植物鑑定人を消すという任務に対して、追跡、潜伏、感染、観察が揃った合理的な構成である。

弱点と判断ミス

潜伏は強力だが、移動経路を燃料や炎で満たされると、地中にいることが逃げ場の少なさへ変わる。本体と岩動物が一体で移動するため、広範囲の攻撃を受けると同時に損傷する。豆銑のドギー・スタイルと定助のシャボン玉を十分に知らず、感染後も反撃手段が残っている可能性を軽視した。岩人間の優越を信じる態度から人間側の連携を低く見積もり、勝利を確信して説明や思想を語り過ぎる。

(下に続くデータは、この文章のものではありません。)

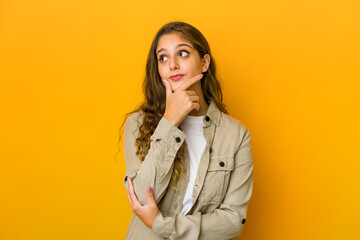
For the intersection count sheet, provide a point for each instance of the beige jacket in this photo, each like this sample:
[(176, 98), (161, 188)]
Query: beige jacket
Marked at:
[(223, 185)]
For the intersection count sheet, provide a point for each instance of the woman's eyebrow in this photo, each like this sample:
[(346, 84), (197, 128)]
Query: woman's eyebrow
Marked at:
[(180, 45)]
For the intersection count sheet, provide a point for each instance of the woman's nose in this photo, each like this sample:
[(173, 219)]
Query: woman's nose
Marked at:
[(173, 64)]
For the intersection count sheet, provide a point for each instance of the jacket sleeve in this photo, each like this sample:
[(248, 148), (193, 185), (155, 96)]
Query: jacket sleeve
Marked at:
[(227, 220), (157, 167)]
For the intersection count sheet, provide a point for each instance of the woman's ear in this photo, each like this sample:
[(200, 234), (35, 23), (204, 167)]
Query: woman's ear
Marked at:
[(205, 63)]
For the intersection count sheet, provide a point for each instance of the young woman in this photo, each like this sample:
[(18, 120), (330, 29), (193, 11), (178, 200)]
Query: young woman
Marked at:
[(189, 163)]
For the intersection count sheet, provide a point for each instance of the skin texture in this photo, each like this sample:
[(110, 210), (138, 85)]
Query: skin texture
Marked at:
[(183, 97)]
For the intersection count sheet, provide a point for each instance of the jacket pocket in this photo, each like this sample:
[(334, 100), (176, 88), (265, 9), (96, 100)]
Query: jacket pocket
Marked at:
[(216, 180)]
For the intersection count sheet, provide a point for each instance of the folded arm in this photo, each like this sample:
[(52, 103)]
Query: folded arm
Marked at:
[(156, 169), (225, 222)]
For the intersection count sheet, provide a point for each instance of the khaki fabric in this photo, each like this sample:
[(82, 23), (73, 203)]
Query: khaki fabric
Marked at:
[(223, 185)]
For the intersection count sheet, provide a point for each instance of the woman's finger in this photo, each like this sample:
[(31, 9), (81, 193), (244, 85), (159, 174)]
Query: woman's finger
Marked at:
[(134, 201), (129, 198)]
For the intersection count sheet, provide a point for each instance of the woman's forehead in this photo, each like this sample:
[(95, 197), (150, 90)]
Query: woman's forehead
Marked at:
[(171, 40)]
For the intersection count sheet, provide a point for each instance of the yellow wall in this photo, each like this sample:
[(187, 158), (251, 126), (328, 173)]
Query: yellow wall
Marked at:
[(70, 70)]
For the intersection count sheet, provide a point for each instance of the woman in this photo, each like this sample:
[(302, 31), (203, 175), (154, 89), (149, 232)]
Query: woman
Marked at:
[(189, 164)]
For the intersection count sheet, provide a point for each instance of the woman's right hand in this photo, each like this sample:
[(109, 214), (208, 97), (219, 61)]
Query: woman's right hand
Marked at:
[(181, 102)]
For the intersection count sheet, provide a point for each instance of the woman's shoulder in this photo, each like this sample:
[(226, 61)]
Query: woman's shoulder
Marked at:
[(134, 119)]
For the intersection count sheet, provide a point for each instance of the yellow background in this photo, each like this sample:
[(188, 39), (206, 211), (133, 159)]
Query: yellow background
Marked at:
[(70, 70)]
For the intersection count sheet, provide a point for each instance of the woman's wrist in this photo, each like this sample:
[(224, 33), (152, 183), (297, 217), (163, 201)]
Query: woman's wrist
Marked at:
[(170, 120)]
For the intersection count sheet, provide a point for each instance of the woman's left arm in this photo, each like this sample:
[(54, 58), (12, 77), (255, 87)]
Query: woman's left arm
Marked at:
[(225, 222)]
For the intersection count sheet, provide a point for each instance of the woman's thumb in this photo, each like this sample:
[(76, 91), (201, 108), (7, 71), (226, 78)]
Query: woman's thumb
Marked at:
[(167, 87)]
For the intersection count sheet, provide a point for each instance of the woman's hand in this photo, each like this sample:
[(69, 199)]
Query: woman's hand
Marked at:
[(146, 213), (181, 102)]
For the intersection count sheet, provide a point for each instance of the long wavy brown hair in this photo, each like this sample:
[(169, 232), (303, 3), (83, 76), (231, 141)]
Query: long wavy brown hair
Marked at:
[(153, 107)]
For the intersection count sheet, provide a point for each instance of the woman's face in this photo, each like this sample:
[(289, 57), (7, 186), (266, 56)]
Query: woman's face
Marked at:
[(176, 56)]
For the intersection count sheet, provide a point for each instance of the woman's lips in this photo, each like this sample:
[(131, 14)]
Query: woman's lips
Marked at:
[(176, 77)]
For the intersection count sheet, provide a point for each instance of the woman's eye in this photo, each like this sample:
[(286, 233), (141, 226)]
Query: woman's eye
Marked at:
[(161, 58), (183, 51)]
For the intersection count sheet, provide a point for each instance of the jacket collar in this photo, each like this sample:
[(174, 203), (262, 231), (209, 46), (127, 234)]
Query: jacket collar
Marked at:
[(213, 113)]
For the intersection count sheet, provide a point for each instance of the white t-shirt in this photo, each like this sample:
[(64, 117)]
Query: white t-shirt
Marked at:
[(192, 126)]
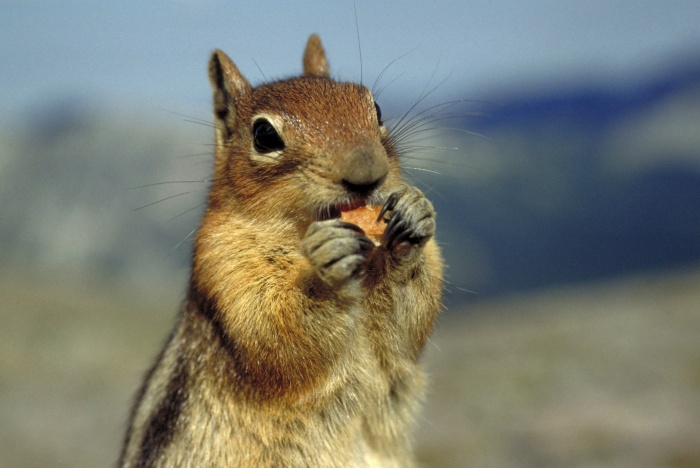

一人ずつなら不利だった三人が、能力と環境を結び付けたことで、彼の完成度の高い奇襲を破った。

物語上の役割

アーバン・ゲリラは、ロカカカを追う敵が田最環の一団だけでは終わらないことを示す。彼の病院勤務は、敵の活動範囲を果実の密売から医学研究へ広げ、後半のTG大学病院へ物語を接続する。新ロカカカによって岩人間が人間の上位へ立つという主張は、果実が単なる治療薬ではなく、社会の支配関係を変え得るものだと明らかにする。豆銑にとっては定助と初めて共闘する相手であり、敵を倒す判断の速さと、植物鑑定人としての重要性を示す戦いでもある。

医療に携わりながら他者の肉体を壊し、社会へ適応しながら人間を否定する人物像は、第8部の岩人間が持つ寄生的な生存戦略を端的に表している。